Sixième album du projet Ayreon, The Human Equation est considéré par beaucoup comme une œuvre charnière dans la carrière du talentueux Arjen Anthony Lucassen. Une œuvre réellement aboutie qui permettra au néerlandais de s’imposer parmi les meilleurs compositeurs d’Opéra Rock, avec la preuve qu’il maîtrise désormais ce mélange des genres qui lui est si particulier, pour donner vie à une nouvelle histoire riche en émotions.
Comme toujours avec Ayreon, la première écoute n’est pas la meilleure. Les morceaux se suivent et nous noient dans ce déluge de voix et de mélodies. On se perd un peu, et au départ seuls Hope et Love sauront me surprendre. Mais comme toujours avec Ayreon, je sais maintenant que l’album se révélera progressivement, aussi je persiste à m’imprégner de ces mélodies riches et denses avant d’enfin me concentrer sur l’histoire. Et grand bien m’en a pris, car une nouvelle fois, j’émerge finalement de ce nouveau voyage conquis !

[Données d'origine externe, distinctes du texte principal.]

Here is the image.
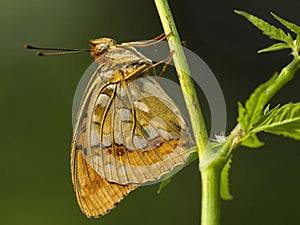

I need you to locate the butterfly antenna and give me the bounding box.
[24,45,91,56]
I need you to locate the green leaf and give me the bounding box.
[220,158,233,200]
[235,10,293,47]
[251,102,300,141]
[241,134,264,148]
[271,13,300,35]
[258,43,290,53]
[237,73,278,135]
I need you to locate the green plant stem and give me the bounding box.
[154,0,221,225]
[201,167,222,225]
[154,0,208,161]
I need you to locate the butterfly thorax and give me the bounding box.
[89,38,116,58]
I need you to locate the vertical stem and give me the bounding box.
[154,0,208,159]
[154,0,220,225]
[201,167,222,225]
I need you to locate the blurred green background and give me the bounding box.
[0,0,300,225]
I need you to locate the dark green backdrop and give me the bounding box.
[0,0,300,225]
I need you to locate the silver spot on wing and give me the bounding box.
[96,94,110,108]
[118,109,131,121]
[91,129,100,147]
[133,101,149,113]
[133,135,148,150]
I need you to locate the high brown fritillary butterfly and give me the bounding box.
[27,35,194,217]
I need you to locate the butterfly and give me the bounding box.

Dans The Human Equation, Lucassen s’éloigne pour la première fois de cette science-fiction à laquelle il est pourtant très attaché pour nous livrer un récit plus personnel, ancré dans notre réalité et qui jouera davantage avec nos émotions. On y suit l’évolution d’un homme plongé dans le coma suite à un mystérieux accident. Prisonnier de son esprit, ce personnage que l’on ne connaitra que sous le nom de « Me », et interprété par l’excellent James Labrie (Dream Theater), fera la connaissance de ses émotions personnifiées. De l’amour à la raison, de la rage à la passion, en passant par la peur, la fierté ou la douleur, chacune de ces émotions tiraillera sa conscience, et nous entrainera dans la vie de cet homme. Et c’est là la force de cette album : il nous rend témoin de la vie d’un homme, on partage alors son passé, ses peines et ses joies, on cherche avec lui les réponses, on comprend puis l’on veut se battre. À la manière d’un livre ou d’un film, The Human Equation nous transporte dans une autre dimension l’espace d’un instant, et ça fait du bien.
Outre la charge émotionnelle à laquelle chacun sera plus ou moins réceptif, il convient de souligner la qualité du travail opéré sur cet album. Les textes, étudiés de bout en bout, sont servis par un fabuleux casting de 11 chanteurs qui donnent véritablement corps aux personnages/émotions. On retrouve entre autre Mikael Åkerfeldt (Opeth), Eric Clayton (Saviour Machine), Irene Jansen (la sœur de Floor) ou encore Devin Townsend aux côtés de James Labrie et d’Arjen Lucassen lui-même, chacun apportant sa touche personnelle à l’ensemble. Lucassen sait tirer le meilleur de chacun de ses guests et ça se sent (ou plutôt ça s’entend) avec des passages d’une puissance sans égale comme l’arrivée magistrale de Devin à la fin de Loser ou le climax qui clôt l’album dans Confrontation !
Côté musique, le clavier domine toujours l’ensemble mais il ne faut pas négliger la diversité de The Human Equation. Tantôt saturée dans une ambiance métal, tantôt calme et mélancolique, parfois aux influences celtiques, la variation des rythmes et des thèmes est maîtrisée et s’accorde toujours avec les émotions véhiculées par l’histoire, participant à la cohérence de l’album. Au final, on ne pourra que regretter certaines « maladresses », des solos mal incorporés (Loser) ou des instrumentations légèrement répétitives (Realization), mais ça ne pèse franchement pas bien lourd face à la qualité globale de la galette.
En bref, The Human Equation s’impose comme une référence du métal progressif en nous entrainant dans une œuvre plus intimiste, servie par un excellent casting et une musique riche et variée. Contenant sa part de mystère sur la fin, toujours plus percutant et maîtrisé, ce sixième album ouvrira la porte sur l’ambitieux 01011001 qui clôturera le projet entamé en 1995 par The Final Experiment.